The extreme rainfall inundated Iron Range communities from Hibbing through Hoyt Lakes and eastward towards Silver Bay and Lutsen, as well as those around Lake Vermilion. Many roads in and out of town were impassible because of deep standing or flowing water. Segments of US Highways 53 and 169 had to be closed, as did parts of Minnesota Highways 1 and 61. Major flooding contributed to dangerous conditions and closures of facilities at Gooseberry Falls, Lake Vermilion-Soudan Underground Mine, and Tettegouche State Parks.
The heaviest rainfall totals included 7.60 inches to the northwest of Tower, 7.33 inches about 20 miles north of Two Harbors, and 7.30 inches near Marble in Itasca County. Totals near Lake Vermilion may have exceeded eight inches, although no observers in any of the three major networks serving Minnesota reported such amounts. At the National Weather Service cooperative station at Brimson, the total of 5.18 inches was the largest in over 65 years of reliable records. The Wolf Ridge Environmental Learning Center recorded its largest rainfall event in over thirty years of record, with 5.32 inches.

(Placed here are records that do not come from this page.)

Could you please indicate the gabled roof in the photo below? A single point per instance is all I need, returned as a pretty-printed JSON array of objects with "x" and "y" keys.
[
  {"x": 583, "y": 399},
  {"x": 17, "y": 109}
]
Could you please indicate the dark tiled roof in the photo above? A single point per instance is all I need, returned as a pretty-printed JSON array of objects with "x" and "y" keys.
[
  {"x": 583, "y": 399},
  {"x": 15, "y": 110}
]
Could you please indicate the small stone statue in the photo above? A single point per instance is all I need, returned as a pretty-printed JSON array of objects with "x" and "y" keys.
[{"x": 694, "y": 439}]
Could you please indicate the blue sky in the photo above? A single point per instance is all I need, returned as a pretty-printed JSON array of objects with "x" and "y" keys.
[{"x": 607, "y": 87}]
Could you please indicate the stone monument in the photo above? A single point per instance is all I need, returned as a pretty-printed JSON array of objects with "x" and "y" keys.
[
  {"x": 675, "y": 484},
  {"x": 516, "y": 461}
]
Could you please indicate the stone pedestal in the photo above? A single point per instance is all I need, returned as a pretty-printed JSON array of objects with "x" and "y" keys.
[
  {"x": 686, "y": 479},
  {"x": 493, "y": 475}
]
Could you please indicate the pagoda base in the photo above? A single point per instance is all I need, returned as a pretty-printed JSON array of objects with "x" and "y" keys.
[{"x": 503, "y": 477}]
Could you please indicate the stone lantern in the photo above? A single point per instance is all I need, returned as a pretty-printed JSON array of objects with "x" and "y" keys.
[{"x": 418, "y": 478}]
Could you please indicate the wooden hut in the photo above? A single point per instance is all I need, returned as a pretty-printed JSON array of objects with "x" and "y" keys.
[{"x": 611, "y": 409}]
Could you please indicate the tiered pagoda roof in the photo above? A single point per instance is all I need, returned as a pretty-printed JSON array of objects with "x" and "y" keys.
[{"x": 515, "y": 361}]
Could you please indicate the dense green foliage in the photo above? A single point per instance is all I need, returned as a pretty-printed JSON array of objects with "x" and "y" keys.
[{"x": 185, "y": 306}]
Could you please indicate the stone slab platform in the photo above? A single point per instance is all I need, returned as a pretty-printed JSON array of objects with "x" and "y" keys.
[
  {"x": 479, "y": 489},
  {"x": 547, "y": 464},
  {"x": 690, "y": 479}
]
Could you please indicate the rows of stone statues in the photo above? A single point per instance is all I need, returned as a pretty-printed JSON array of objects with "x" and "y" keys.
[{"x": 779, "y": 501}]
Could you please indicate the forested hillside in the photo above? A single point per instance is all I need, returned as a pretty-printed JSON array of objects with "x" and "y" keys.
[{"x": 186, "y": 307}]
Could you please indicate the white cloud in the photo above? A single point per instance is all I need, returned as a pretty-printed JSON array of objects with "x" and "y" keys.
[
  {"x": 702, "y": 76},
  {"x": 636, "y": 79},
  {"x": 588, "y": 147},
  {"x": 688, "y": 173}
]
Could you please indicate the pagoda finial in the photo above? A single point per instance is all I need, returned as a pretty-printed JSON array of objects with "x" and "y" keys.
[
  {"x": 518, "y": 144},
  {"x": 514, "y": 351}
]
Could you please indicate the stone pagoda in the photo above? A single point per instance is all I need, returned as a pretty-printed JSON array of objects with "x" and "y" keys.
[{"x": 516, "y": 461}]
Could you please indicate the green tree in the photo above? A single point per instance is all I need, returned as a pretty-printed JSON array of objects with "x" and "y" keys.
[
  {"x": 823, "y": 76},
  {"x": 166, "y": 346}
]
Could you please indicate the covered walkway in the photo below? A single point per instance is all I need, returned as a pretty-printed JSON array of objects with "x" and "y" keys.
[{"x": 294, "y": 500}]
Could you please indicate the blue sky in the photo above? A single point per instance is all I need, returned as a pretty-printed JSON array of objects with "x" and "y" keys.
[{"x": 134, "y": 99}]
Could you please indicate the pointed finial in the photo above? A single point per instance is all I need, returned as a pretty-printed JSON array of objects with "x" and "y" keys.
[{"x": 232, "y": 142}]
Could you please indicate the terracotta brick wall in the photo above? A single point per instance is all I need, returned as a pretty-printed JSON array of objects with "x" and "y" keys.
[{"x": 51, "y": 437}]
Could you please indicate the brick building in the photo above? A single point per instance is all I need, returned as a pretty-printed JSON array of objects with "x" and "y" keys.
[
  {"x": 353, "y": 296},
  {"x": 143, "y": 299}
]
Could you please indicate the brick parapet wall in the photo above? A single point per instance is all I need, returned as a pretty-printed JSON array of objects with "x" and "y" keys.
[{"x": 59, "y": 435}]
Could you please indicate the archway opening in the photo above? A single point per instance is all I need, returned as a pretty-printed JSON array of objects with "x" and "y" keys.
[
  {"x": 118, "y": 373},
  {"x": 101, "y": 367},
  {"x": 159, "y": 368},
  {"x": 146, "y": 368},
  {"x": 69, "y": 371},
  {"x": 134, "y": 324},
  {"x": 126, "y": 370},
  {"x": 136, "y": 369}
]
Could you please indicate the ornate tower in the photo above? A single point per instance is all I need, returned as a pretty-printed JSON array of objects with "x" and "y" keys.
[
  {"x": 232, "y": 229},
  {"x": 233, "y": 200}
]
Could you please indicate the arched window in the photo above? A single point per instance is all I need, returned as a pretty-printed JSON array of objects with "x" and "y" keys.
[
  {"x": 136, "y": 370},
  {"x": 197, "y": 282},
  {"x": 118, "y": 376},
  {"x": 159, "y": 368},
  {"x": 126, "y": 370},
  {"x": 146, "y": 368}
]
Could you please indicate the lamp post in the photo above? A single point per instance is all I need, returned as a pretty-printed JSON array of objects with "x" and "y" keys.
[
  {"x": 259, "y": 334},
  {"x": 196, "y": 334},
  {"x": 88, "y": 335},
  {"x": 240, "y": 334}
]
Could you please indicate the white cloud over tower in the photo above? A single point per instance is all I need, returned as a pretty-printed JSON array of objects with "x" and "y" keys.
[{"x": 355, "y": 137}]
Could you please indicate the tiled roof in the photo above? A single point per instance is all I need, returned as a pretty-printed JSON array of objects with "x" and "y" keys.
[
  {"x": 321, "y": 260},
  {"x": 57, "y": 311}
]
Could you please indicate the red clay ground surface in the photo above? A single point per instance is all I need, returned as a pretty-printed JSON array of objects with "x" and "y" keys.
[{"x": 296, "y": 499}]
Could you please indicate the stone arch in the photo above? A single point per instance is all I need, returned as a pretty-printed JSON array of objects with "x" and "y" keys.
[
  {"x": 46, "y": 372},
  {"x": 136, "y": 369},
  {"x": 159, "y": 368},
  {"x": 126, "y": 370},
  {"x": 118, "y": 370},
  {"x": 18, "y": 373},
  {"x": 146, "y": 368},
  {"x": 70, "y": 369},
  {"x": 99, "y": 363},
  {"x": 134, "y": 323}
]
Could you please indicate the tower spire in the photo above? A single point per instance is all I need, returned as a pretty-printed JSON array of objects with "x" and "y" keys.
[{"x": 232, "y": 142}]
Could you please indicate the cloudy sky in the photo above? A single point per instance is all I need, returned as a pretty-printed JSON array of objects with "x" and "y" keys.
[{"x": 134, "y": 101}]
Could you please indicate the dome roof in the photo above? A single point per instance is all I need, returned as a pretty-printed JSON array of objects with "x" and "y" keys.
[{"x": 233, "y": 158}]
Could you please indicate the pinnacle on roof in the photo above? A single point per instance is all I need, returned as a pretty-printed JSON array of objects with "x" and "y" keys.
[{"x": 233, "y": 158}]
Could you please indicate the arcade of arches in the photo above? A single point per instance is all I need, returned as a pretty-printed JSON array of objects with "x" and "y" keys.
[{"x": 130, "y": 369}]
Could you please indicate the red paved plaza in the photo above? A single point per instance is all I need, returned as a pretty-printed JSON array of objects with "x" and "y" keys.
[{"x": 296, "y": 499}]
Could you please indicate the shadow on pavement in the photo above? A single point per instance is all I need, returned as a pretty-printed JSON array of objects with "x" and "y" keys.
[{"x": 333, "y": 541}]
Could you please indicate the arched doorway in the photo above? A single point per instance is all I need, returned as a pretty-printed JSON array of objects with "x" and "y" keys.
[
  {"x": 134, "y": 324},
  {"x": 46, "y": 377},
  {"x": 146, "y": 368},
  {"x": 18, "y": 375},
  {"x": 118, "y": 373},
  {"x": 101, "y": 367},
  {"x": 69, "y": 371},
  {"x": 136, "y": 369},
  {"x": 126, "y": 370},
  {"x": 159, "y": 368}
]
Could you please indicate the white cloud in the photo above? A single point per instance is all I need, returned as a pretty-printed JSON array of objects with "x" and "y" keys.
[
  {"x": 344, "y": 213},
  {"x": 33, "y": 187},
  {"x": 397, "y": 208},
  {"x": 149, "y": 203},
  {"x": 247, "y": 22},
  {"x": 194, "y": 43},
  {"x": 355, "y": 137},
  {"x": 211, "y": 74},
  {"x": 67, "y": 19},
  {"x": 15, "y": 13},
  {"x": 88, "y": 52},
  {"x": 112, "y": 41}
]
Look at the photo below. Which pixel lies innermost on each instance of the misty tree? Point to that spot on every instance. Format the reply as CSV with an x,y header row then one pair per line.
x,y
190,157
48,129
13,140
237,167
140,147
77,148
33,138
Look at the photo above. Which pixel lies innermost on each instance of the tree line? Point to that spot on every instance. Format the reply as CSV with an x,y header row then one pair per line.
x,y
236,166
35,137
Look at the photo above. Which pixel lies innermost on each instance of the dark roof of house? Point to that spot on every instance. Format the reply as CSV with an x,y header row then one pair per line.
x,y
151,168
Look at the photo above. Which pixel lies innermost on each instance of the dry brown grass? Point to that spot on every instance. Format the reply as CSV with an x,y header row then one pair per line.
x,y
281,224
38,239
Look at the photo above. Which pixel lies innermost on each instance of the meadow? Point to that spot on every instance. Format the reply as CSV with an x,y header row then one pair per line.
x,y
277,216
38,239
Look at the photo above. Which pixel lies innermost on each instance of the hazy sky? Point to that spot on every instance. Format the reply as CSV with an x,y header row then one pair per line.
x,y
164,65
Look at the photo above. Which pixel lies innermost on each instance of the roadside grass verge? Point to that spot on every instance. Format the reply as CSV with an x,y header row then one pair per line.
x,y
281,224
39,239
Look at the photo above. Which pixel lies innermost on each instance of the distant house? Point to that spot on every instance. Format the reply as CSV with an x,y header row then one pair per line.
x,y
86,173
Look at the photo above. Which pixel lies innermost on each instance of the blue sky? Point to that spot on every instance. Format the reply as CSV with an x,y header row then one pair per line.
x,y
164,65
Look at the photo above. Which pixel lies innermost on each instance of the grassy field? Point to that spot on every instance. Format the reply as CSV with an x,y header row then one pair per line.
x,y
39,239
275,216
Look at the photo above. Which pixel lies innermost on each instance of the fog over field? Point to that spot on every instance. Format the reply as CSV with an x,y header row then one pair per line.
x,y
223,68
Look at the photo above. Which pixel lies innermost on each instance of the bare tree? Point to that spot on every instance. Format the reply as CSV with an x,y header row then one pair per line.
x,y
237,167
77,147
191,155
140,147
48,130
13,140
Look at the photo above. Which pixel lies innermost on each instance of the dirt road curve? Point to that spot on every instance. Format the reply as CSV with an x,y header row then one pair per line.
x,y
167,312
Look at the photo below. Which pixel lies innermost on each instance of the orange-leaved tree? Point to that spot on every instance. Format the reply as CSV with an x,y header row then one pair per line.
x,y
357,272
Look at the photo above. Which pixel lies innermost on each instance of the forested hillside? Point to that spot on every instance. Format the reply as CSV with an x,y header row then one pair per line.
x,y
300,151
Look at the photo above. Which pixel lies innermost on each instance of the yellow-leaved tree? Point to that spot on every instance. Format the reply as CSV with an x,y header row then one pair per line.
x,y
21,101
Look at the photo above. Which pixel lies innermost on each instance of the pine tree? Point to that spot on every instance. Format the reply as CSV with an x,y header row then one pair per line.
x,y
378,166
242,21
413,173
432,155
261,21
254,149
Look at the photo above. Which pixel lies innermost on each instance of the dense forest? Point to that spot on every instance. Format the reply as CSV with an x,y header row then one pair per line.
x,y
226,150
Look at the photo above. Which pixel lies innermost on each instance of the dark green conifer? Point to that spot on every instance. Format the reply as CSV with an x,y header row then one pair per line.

Based on an extensive "frequency analysis" conducted by NOAA during the early 2010s, an average community in northeastern Minnesota has about a 2% chance of seeing a 5-inch daily rainfall total in a given year, less than a 1% chance of seeing a 6-inch rainfall, and a less than 0.5% chance of a 7-inch rainfall. These probabilities correspond to average recurrence intervals of about 50 years, just over 100 years, and just over 200 years, respectively. In other words, these storms left behind unusually high rainfall totals, of the sort generally observed just once or twice in a lifetime, if at all.
Despite the severity and extent of this storm, it was not a "mega-rain," because the area receiving six inches or more did not exceed 1000 square miles (it appears to have been about 400 square miles), and there were no confirmed 8-inch rainfall totals. This was, nevertheless, one of the largest rainfall events on record to strike northeastern Minnesota.